Women who have cardiovascular disease (CVD) typically have worse results and are less likely than males to participate in preventative and rehabilitation programs.
A clinical practice guideline was created by a panel of experts assembled by the International Council of Cardiovascular Prevention and Rehabilitation (ICCPR) and supported by 24 clinical societies worldwide in order to offer direction to the cardiac rehabilitation community on how to deliver more successful women-focused programming. The recommendation may be found in the Canadian Journal of Cardiology, an Elsevier publication.
“It has long been established that women are significantly less likely to access and complete cardiac rehab (CR), and that their outcomes are often poorer, despite greater need than men,” explained lead author Sherry L. Grace, PhD, CRFC, Faculty of Health, York University; and KITE-Toronto Rehabilitation Institute and Peter Munk Cardiac Centre, University Health Network, University of Toronto, Toronto, ON, Canada.
“Accordingly, ‘women-focused’ models of CR have been developed to better engage women and optimize their outcomes. There is now sufficient evidence on women-focused CR to make recommendations to the CR community.”

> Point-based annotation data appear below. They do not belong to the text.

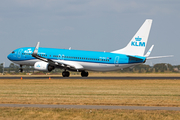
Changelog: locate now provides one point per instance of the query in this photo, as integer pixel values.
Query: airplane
(47, 59)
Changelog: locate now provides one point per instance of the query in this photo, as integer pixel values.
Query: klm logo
(38, 65)
(138, 42)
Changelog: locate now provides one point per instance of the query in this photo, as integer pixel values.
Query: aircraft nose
(9, 56)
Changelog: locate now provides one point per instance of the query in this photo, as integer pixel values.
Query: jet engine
(43, 66)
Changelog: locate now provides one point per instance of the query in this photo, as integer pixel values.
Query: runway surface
(91, 107)
(115, 78)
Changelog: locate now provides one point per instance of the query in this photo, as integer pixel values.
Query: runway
(92, 107)
(112, 78)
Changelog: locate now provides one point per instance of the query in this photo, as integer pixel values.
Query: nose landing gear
(65, 74)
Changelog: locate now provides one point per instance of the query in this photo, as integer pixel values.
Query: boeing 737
(47, 59)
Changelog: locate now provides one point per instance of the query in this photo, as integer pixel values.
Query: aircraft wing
(156, 57)
(61, 64)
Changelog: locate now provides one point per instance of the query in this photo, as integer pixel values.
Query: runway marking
(112, 78)
(92, 107)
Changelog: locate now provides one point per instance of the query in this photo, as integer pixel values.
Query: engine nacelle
(43, 66)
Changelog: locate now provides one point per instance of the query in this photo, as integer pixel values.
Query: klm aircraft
(47, 59)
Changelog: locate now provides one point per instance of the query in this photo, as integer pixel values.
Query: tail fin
(138, 43)
(149, 51)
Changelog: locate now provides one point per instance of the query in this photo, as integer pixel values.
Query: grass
(91, 92)
(107, 74)
(85, 114)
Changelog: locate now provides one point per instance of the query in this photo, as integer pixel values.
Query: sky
(95, 25)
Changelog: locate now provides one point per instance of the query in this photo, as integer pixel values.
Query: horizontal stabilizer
(156, 57)
(134, 58)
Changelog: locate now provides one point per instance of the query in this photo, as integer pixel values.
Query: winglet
(149, 51)
(36, 49)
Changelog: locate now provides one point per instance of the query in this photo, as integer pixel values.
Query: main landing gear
(67, 74)
(20, 69)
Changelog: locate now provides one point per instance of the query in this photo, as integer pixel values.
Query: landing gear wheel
(20, 69)
(84, 74)
(65, 74)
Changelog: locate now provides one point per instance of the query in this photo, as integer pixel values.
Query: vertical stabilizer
(138, 43)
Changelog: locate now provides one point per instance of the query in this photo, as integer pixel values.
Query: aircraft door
(60, 57)
(116, 61)
(19, 53)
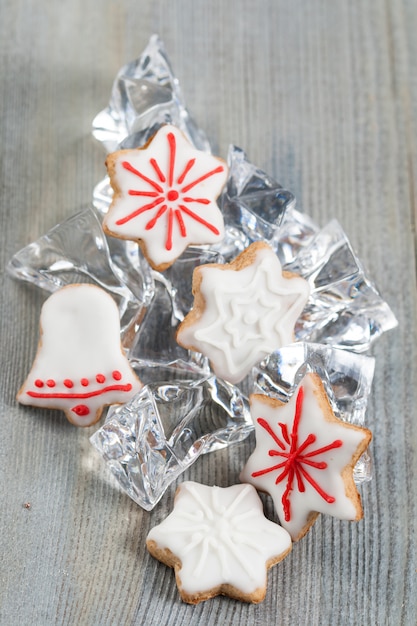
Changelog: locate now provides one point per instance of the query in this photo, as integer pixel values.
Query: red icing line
(172, 150)
(172, 195)
(153, 221)
(88, 394)
(217, 170)
(168, 243)
(200, 200)
(181, 224)
(147, 207)
(199, 219)
(155, 166)
(133, 170)
(148, 194)
(81, 410)
(295, 460)
(185, 172)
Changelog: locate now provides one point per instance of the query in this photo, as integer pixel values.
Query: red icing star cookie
(165, 197)
(304, 457)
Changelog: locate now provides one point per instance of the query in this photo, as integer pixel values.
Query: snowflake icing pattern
(221, 537)
(173, 191)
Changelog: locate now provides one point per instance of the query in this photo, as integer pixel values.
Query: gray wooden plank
(323, 95)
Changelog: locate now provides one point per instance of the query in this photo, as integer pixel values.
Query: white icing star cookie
(165, 197)
(219, 542)
(242, 311)
(304, 457)
(80, 366)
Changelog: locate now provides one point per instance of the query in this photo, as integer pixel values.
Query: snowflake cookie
(80, 366)
(304, 457)
(165, 197)
(242, 311)
(219, 542)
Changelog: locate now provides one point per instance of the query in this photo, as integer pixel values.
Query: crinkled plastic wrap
(77, 251)
(145, 95)
(344, 314)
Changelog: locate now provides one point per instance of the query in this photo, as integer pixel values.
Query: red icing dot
(172, 195)
(81, 410)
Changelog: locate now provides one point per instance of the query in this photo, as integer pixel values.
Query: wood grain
(323, 95)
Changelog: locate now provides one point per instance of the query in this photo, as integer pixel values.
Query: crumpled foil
(153, 439)
(145, 95)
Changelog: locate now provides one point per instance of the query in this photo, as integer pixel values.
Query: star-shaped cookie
(304, 457)
(219, 542)
(165, 196)
(242, 311)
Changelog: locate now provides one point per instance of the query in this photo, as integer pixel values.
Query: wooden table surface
(323, 96)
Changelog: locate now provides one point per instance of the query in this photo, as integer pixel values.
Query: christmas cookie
(165, 197)
(219, 542)
(242, 311)
(304, 457)
(80, 366)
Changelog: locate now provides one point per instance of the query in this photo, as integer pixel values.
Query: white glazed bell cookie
(242, 311)
(165, 197)
(304, 457)
(219, 542)
(79, 367)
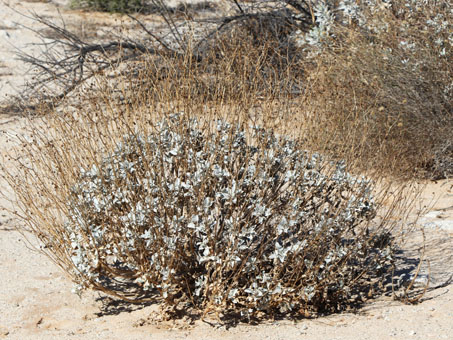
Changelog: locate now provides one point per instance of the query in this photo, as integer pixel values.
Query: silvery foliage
(247, 225)
(368, 17)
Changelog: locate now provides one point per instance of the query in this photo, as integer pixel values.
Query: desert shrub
(214, 222)
(380, 83)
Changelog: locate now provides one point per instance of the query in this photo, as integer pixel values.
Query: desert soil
(35, 296)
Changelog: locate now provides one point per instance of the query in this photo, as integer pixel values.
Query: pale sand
(36, 300)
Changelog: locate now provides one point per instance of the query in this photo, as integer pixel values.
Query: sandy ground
(36, 300)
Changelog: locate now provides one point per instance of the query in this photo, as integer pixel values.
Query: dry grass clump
(207, 218)
(381, 87)
(221, 209)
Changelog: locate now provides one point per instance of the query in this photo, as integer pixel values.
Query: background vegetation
(368, 86)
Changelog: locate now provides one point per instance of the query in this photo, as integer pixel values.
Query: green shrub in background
(120, 6)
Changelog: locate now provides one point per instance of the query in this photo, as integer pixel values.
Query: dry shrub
(209, 219)
(236, 221)
(385, 96)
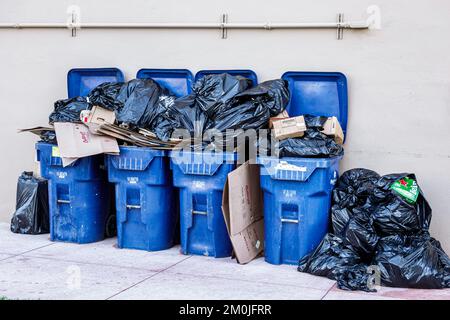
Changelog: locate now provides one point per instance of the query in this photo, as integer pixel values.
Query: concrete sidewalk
(32, 267)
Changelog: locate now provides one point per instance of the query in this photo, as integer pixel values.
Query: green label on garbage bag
(407, 188)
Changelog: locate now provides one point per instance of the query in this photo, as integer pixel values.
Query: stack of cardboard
(285, 127)
(97, 133)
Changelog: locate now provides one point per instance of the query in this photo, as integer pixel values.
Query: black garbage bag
(144, 101)
(212, 92)
(350, 220)
(252, 108)
(392, 214)
(105, 96)
(313, 143)
(32, 214)
(413, 262)
(383, 228)
(68, 110)
(354, 187)
(336, 261)
(194, 111)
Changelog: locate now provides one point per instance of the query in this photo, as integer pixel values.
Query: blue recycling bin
(78, 196)
(80, 81)
(200, 178)
(297, 191)
(297, 197)
(145, 198)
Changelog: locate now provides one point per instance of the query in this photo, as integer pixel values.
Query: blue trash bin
(81, 81)
(145, 200)
(246, 73)
(297, 197)
(200, 178)
(78, 196)
(297, 191)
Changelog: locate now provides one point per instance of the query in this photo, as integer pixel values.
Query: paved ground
(32, 267)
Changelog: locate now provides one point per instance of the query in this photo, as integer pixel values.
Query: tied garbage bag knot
(377, 227)
(32, 213)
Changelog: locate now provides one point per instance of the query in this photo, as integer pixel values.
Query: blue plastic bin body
(81, 81)
(201, 178)
(297, 197)
(78, 196)
(318, 93)
(297, 191)
(179, 81)
(246, 73)
(145, 201)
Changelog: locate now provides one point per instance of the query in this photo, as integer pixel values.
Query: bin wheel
(111, 228)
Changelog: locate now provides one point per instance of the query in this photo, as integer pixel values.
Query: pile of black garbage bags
(376, 232)
(32, 212)
(218, 102)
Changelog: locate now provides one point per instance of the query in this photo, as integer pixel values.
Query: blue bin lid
(179, 81)
(81, 81)
(246, 73)
(318, 93)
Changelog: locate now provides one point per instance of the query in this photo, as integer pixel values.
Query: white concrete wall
(398, 77)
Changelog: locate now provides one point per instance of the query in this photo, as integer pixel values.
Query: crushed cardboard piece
(242, 208)
(37, 130)
(289, 128)
(280, 116)
(98, 115)
(76, 141)
(333, 128)
(143, 138)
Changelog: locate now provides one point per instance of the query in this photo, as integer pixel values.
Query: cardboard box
(333, 128)
(282, 115)
(97, 116)
(76, 141)
(289, 128)
(242, 207)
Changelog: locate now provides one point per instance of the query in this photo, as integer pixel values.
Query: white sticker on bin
(133, 180)
(283, 165)
(55, 151)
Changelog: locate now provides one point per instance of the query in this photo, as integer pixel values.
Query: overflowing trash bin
(168, 147)
(200, 178)
(145, 199)
(78, 196)
(297, 188)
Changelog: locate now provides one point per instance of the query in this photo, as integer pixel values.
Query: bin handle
(132, 206)
(200, 212)
(290, 220)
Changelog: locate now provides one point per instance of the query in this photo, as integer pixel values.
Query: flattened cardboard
(333, 128)
(242, 207)
(289, 128)
(282, 115)
(97, 116)
(76, 141)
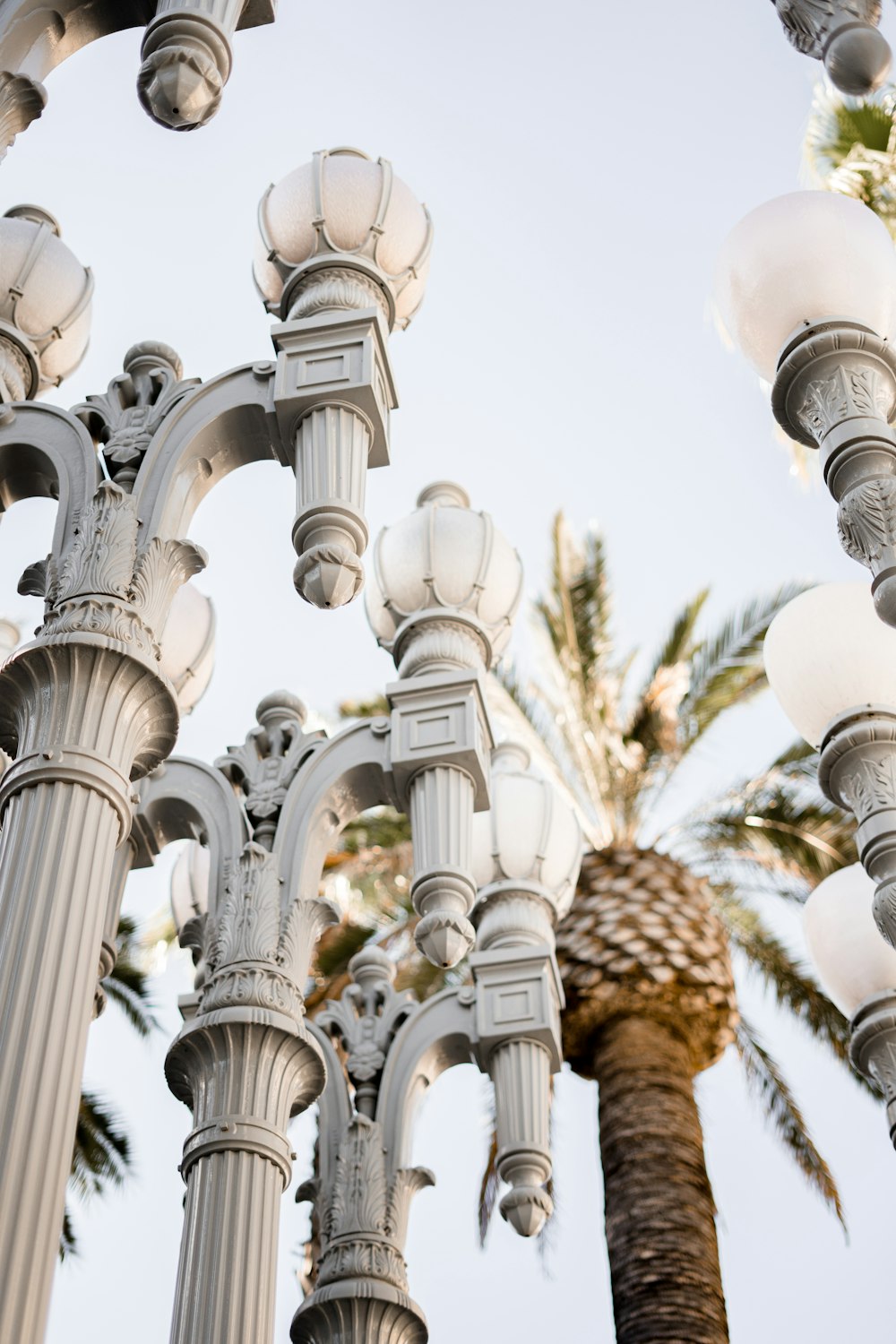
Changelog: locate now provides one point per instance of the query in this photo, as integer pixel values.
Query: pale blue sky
(582, 163)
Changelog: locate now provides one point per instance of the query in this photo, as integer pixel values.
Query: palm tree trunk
(659, 1211)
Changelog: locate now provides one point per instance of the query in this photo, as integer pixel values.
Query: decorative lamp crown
(530, 839)
(188, 645)
(826, 655)
(45, 304)
(850, 957)
(445, 586)
(343, 233)
(797, 261)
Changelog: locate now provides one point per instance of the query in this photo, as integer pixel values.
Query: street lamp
(525, 854)
(185, 54)
(857, 972)
(269, 814)
(806, 287)
(831, 666)
(844, 35)
(88, 707)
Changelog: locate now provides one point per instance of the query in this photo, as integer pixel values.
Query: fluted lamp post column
(831, 666)
(443, 596)
(844, 35)
(806, 287)
(343, 258)
(857, 973)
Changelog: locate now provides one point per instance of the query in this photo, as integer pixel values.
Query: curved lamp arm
(346, 776)
(188, 800)
(220, 425)
(437, 1038)
(47, 453)
(37, 37)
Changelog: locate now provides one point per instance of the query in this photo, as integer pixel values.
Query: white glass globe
(188, 645)
(352, 190)
(829, 652)
(53, 290)
(190, 881)
(850, 957)
(530, 835)
(445, 556)
(799, 258)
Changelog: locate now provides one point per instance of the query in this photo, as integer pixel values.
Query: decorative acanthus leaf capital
(124, 419)
(845, 394)
(105, 583)
(255, 953)
(363, 1214)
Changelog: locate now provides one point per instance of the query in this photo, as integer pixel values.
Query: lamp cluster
(90, 710)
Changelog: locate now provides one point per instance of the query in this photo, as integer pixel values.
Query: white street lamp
(341, 257)
(45, 304)
(831, 666)
(806, 287)
(445, 589)
(91, 703)
(857, 972)
(844, 35)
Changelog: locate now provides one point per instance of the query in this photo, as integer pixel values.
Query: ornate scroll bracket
(844, 35)
(105, 585)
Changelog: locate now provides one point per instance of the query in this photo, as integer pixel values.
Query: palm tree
(662, 914)
(850, 148)
(101, 1156)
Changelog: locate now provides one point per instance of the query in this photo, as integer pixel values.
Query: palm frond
(654, 718)
(489, 1185)
(791, 986)
(727, 668)
(128, 981)
(767, 1085)
(576, 609)
(102, 1150)
(782, 830)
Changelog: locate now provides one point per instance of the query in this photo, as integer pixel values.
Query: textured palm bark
(659, 1211)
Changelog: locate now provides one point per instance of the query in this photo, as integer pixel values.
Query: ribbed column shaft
(245, 1080)
(441, 811)
(81, 715)
(228, 1273)
(225, 11)
(56, 857)
(332, 448)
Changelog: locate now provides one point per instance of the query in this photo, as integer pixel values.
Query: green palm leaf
(767, 1085)
(727, 668)
(791, 986)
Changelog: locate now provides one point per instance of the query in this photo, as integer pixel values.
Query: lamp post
(805, 285)
(88, 707)
(844, 35)
(185, 54)
(858, 975)
(831, 666)
(269, 812)
(392, 1048)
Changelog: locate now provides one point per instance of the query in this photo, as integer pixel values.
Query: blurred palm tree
(850, 148)
(101, 1158)
(664, 911)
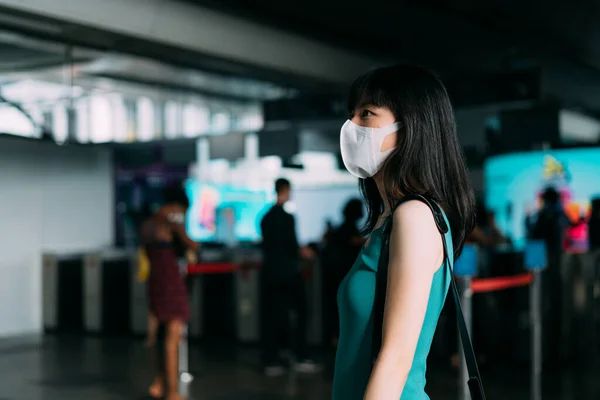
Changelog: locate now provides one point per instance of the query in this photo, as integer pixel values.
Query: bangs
(370, 89)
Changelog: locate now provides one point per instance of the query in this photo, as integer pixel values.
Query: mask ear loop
(397, 126)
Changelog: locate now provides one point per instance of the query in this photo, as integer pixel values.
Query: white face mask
(361, 148)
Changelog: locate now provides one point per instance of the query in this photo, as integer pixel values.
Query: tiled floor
(72, 368)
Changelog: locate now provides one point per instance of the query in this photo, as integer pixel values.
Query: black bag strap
(474, 382)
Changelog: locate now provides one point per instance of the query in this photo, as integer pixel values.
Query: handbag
(474, 381)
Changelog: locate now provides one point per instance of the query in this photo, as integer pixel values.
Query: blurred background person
(167, 294)
(282, 287)
(594, 225)
(339, 254)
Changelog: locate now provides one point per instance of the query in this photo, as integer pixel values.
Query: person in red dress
(167, 294)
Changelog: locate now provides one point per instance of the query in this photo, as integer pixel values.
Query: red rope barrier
(213, 268)
(484, 285)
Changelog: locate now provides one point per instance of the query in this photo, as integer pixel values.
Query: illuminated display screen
(218, 212)
(514, 185)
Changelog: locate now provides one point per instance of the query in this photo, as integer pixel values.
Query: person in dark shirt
(282, 285)
(342, 247)
(594, 225)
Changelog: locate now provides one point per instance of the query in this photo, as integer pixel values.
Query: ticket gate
(107, 291)
(62, 292)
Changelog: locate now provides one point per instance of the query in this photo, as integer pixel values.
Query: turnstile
(62, 291)
(107, 291)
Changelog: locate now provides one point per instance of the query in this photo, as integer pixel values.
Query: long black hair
(428, 158)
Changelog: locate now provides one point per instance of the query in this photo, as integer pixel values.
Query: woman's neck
(384, 197)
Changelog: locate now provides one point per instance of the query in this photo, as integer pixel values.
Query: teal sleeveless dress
(355, 300)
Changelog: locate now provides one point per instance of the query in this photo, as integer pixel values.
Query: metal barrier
(465, 269)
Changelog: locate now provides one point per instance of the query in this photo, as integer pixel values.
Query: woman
(594, 225)
(167, 295)
(401, 139)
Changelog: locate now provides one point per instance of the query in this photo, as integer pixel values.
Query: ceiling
(459, 39)
(26, 59)
(465, 35)
(466, 41)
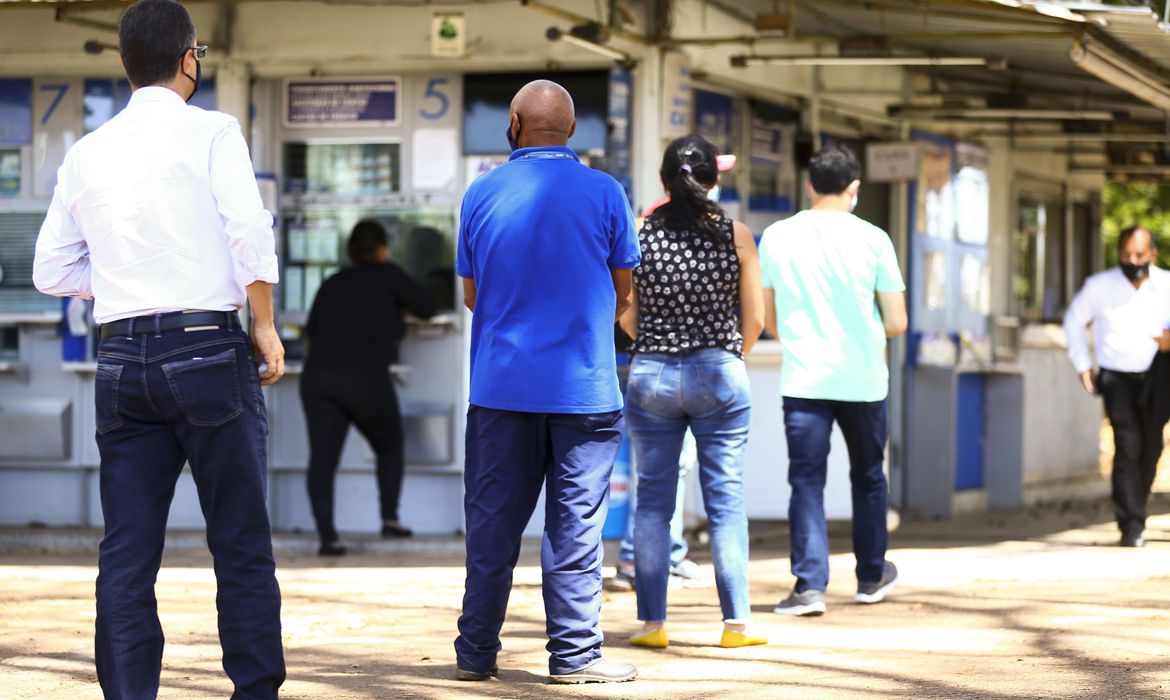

In order to improve the results for women, this ICCPR clinical practice guideline offers advice to the CR community on how to establish programs for women with CVD, including stroke and peripheral arterial disease (PAD), and how to promote their engagement (i.e., death, hospitalization, function, psychosocial wellbeing, and quality of life). The recommendations prioritize cost, resource implications, practicability, and patient preferences.
Through an examination of the scientific literature and programs providing women-focused CR all around the world as identified by the ICCPR’s Global Audit, the ICCPR was able to identify women-focused CR researchers.
A writing and consensus panel was created by individuals and programs that gave their agreement. Its members included interdisciplinary healthcare providers from different geographic regions, a policymaker, and patient partners. The recommendations were written and examined by this committee.
Before being finalized, the proposal underwent external assessment by CR societies around the world and was made available online for public feedback. Canada, which is regarded as a leader in women-focused CR, provided one-third of the research found in the study that served as the foundation for the guideline.
It has long been established that women are significantly less likely to access and complete cardiac rehab (CR), and that their outcomes are often poorer, despite greater need than men. Accordingly, ‘women-focused’ models of CR have been developed to better engage women and optimize their outcomes. There is now sufficient evidence on women-focused CR to make recommendations to the CR community.
Sherry L. Grace
The recommendation list includes 15 suggestions for referral (automatic plus encouragement), setting (e.g., delivery mode selection, surroundings, customizing, and staff training), and delivery (e.g., session timing options, preferred form of exercise, psychosocial assessment and care, and education on women and heart disease). When implemented, these suggestions and the tools that go along with them might theoretically support some level of women-focused CR as a component of any program.
Key recommendations are:
- In order to remove gender-related barriers, women should be consistently referred to CR and encouraged to attend before being released from the hospital.
- A woman’s contextual and complete clinical history, including any mental health and psychosocial issues, menopausal status, frailty, cancer history, and concerns about urinary incontinence, falls risk/osteoporosis, as well as autoimmune conditions, should be taken into consideration when creating her customized rehab plan.
- The majority of the definitional components of women-focused CR should be included in any program’s women-focused programming. This might involve providing, for instance, certain women-only virtual education or exercise classes or peer support programs where resources are few.
- Women should have the option of engaging in programs that are center-based (clinical or community-based) or home-based, administered in a setting that is welcoming to them, and designed with their needs and preferences in mind.
- Strong psychosocial elements, a variety of exercise modalities, and specialized teaching on women and CVD should all be included in programs. Women’s psychosocial needs should be identified and met in a research-based way (e.g., social support, relationship health, depression, anxiety, stress, socioeconomic issues, informal caregiving activities).
“For the first time, there are a consensus definition and recommendations for women-focused CR, so it is hoped now that many programs will incorporate these elements into their programs,” said Prof. Grace. “If implemented, more women may engage in CR, and as a result have significantly greater quality and quantity of life.”
“The ICCPR acknowledges that across the globe women have experienced worse outcomes from CVD and worse uptake to prevention and rehabilitation programs,” commented Robyn Gallagher, MN, PhD, Chair, ICCPR, and Sydney Nursing School, Faculty of Medicine and Health, The University of Sydney, Sydney, Australia.
“The Women-Focused Cardiovascular Prevention and Rehabilitation Clinical Practice Guideline provides recommendations that will help clinicians and health service designers to develop and deliver programs that address this inequity for women, regardless of resource contexts.”
With almost 6,400 cases per 100,000 people, CVD is the leading cause of death for women worldwide. While the burden of CVD has declined globally since 1990, it has increased in many African, Asian, and Western Pacific nations, and the prevalence fall has stalled globally since 2010.
In comparison to men, fewer women with CVD undergo diagnostic tests, secondary preventive medications, and revascularization treatments.